Niemand von den österreichischen Autoren ist ferner von der sogenannten Unterhaltungsliteratur als Kolleritsch. Seine Gedichte wollen ergründet sein, wollen, dass der Leser, die Leserin der Spur des Wahrnehmens und des Nachdenkens, die sie sind, nachgeht. Da kann manches fremd bleiben, gelegentlich sogar dem Autor selbst, aber es öffnen sich auch glückliche Pfade zu einer Erkenntnis:
"Glühend, vom Bergkamm
getrennt, ist die Sonne,
tief wie ihr Bild. Es ist Abend,
Schatten:
die Hoffnung, dass sich die
Dinge erholen,
ihr Gedächtnis unter dem
Schneeglanz findet den Weg,
vertraut, der die Spuren der
Heimkehr annimmt,
Wiederkunft des Geschehens,
Schönes und Hässliches,
Namen der Zeit."
(A. Kolleritsch: Parmenides im Winter. Aus: "Absturz ins Glück", Residenz, 1983)
Selbstprüfung#
Diese Gedichte haben viel Sinn für das unter der Schwelle liegende Pathos, man hört mehr Bruckner als Mozart. Das Schicksal ist vor dem Glück Leid, und das verlangt die entsprechenden Töne. Kolleritsch kennt sie und findet sie bildlich in der Natur und dem Alltag, menschenbezogen in sich selbst, gesellschaftlich in unserer jüngeren Geschichte, und seine vor oder parallel zu der Lyrik entstandene Prosa - "Die Pfirsichtöter", "Die grüne Seite", "Von der schwarzen Kappe", "Allemann" (siehe Literaturhinweis), "Die Gespräche im Heilbad" und "Der letzte Österreicher" - , sie legt davon ein ausdrückliches Zeugnis ab.

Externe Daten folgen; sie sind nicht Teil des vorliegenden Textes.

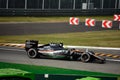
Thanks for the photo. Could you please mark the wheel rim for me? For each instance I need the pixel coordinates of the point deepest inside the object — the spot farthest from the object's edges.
(85, 57)
(32, 53)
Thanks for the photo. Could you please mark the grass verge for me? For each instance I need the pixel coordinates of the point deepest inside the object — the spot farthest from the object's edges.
(110, 38)
(53, 70)
(51, 19)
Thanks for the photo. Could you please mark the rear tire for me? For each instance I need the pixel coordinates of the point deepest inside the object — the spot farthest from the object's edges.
(32, 53)
(85, 57)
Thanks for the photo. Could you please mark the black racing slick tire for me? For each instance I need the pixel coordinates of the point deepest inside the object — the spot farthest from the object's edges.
(85, 57)
(32, 53)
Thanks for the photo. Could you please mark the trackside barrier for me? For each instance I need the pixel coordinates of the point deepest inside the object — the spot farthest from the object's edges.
(78, 47)
(71, 77)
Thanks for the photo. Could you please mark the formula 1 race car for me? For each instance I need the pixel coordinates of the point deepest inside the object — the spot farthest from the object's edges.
(57, 51)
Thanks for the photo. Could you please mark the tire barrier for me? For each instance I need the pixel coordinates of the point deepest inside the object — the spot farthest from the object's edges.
(54, 12)
(116, 56)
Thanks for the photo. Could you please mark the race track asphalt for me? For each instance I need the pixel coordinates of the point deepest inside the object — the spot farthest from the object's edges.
(17, 55)
(48, 28)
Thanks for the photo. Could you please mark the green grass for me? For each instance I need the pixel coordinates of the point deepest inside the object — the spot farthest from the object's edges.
(110, 38)
(51, 19)
(53, 70)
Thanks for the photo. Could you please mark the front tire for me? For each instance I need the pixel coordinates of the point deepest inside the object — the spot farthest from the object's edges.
(32, 53)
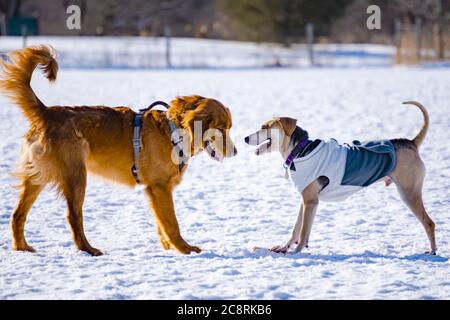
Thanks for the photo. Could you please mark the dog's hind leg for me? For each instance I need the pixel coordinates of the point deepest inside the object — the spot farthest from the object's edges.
(163, 239)
(409, 184)
(28, 195)
(73, 187)
(160, 197)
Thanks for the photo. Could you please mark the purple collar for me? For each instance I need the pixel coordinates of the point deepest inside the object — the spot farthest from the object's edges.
(295, 152)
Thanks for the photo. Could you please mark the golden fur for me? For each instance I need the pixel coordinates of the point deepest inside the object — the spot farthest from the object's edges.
(64, 143)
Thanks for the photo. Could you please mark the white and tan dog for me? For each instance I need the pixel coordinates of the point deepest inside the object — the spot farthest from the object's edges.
(318, 161)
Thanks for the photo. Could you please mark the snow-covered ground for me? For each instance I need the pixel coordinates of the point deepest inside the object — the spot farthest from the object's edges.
(368, 247)
(143, 52)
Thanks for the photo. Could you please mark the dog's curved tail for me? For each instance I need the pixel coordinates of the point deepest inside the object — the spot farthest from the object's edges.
(426, 123)
(15, 77)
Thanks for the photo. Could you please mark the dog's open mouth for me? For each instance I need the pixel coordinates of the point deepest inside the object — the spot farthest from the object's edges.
(213, 153)
(263, 147)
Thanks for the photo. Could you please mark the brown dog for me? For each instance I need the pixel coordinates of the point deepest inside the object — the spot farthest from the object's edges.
(64, 143)
(408, 174)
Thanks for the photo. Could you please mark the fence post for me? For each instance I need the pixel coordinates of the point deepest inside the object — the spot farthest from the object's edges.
(418, 30)
(398, 40)
(24, 31)
(310, 42)
(168, 34)
(3, 24)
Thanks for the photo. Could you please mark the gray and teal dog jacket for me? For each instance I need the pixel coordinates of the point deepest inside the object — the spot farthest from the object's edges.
(349, 168)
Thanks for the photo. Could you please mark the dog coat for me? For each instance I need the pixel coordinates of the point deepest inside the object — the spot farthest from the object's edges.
(349, 168)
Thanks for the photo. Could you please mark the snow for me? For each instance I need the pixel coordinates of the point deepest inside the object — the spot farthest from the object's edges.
(368, 247)
(142, 52)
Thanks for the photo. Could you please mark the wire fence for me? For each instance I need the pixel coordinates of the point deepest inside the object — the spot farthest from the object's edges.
(149, 53)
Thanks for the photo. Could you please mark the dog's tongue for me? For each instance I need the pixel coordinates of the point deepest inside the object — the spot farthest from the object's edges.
(262, 148)
(212, 153)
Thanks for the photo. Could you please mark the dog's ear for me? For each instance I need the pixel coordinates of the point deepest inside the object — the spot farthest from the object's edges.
(288, 125)
(196, 122)
(181, 105)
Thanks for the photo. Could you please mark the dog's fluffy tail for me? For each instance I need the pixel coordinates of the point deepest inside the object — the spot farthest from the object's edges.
(426, 123)
(15, 77)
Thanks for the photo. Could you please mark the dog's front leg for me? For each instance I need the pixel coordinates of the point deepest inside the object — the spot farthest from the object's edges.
(295, 234)
(310, 205)
(162, 203)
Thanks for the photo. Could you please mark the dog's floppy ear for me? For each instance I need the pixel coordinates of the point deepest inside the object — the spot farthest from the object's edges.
(201, 118)
(288, 125)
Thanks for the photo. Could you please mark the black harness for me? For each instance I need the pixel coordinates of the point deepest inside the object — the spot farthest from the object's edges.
(176, 139)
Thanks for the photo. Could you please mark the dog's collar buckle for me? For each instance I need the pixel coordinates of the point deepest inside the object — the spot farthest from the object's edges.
(294, 153)
(176, 139)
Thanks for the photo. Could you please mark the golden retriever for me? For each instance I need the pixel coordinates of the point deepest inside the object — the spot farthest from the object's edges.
(64, 143)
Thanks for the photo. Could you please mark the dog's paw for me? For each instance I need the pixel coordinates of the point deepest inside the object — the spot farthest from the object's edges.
(279, 249)
(94, 252)
(189, 249)
(24, 247)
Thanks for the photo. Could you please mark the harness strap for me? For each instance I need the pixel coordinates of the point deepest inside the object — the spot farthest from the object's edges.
(294, 153)
(175, 138)
(137, 122)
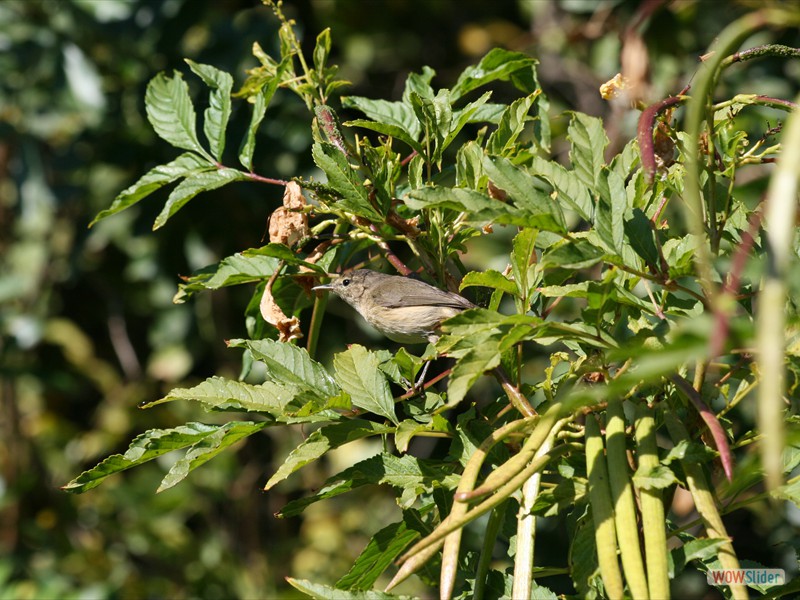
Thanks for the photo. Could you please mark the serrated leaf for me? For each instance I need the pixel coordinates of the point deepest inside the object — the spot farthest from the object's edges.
(397, 115)
(206, 449)
(512, 124)
(589, 142)
(610, 211)
(641, 237)
(321, 49)
(288, 364)
(260, 103)
(469, 368)
(578, 254)
(276, 400)
(523, 259)
(461, 117)
(521, 186)
(321, 441)
(491, 279)
(381, 551)
(145, 447)
(326, 592)
(218, 113)
(410, 428)
(657, 478)
(285, 254)
(171, 113)
(344, 179)
(232, 270)
(193, 185)
(568, 186)
(358, 374)
(413, 476)
(498, 64)
(699, 549)
(185, 165)
(478, 208)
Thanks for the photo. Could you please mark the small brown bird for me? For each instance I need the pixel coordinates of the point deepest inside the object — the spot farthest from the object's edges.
(405, 310)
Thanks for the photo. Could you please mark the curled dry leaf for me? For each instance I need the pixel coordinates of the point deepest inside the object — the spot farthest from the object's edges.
(287, 225)
(288, 328)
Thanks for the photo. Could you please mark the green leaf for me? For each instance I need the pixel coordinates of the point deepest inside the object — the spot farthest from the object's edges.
(489, 278)
(321, 441)
(461, 118)
(410, 428)
(191, 186)
(321, 49)
(577, 254)
(146, 447)
(285, 254)
(413, 476)
(699, 550)
(478, 207)
(521, 186)
(512, 123)
(435, 116)
(218, 113)
(469, 368)
(358, 374)
(274, 399)
(419, 83)
(523, 261)
(657, 478)
(185, 165)
(589, 142)
(568, 186)
(326, 592)
(260, 102)
(232, 270)
(498, 64)
(288, 364)
(641, 237)
(344, 180)
(171, 113)
(206, 449)
(381, 551)
(398, 116)
(610, 211)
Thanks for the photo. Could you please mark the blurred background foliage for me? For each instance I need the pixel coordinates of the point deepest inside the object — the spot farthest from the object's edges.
(88, 327)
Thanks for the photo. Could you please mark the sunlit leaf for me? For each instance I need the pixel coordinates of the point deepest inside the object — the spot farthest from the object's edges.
(358, 374)
(321, 441)
(288, 364)
(171, 113)
(498, 64)
(193, 185)
(381, 551)
(146, 447)
(206, 449)
(216, 116)
(589, 142)
(187, 164)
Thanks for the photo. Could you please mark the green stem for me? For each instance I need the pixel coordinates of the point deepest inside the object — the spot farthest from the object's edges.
(697, 111)
(780, 217)
(624, 505)
(704, 501)
(653, 520)
(602, 511)
(485, 561)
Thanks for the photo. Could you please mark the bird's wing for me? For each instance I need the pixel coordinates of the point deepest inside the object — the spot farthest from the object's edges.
(421, 294)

Erstaunlich genug, aber die Autoren nach Doderer, Saiko, Okopenko und Lebert, sie, die gleichsam den historischen Auftrag hatten, die Erfahrungen mit dem Nationalsozialismus literarisch zu Wort kommen zu lassen, haben sich oft über ihre nächste Umgebung nicht hinaus getraut und anderen, scheinbar gegenwärtigeren Themen zugewandt, und niemand hat wie Kolleritsch versucht, im offenen Umgang mit sich selbst Breschen zu schlagen durch das fatale Dickicht der sich durch alle Ritzen in jeden hineindrängenden Verführungen und Verderbnisse der tödlichen Lebensvorstellungen der Nazis. Kolleritsch hat es auf dem einzig möglichen Weg der Selbstprüfung gemacht. Das hat eine Gewalt der anderen Art, die nur mit der Arbeit an sich selbst zu gewinnen ist.
Der heilige Alfred der Große war ein englischer König, der sein Land gegen die andrängenden dänischen Wikinger verteidigt hat. Sein Name bedeutet: der, der durch die Elfen Rat gibt. Darauf verlassen wir uns.
Jochen Jung, geboren 1942 in Frankfurt a. M., ist österreichischer Verleger (Verlag Jung und Jung, Salzburg) und Schriftsteller (zuletzt "Zwischen Ohlsdorf und Chaville", Haymon 2015).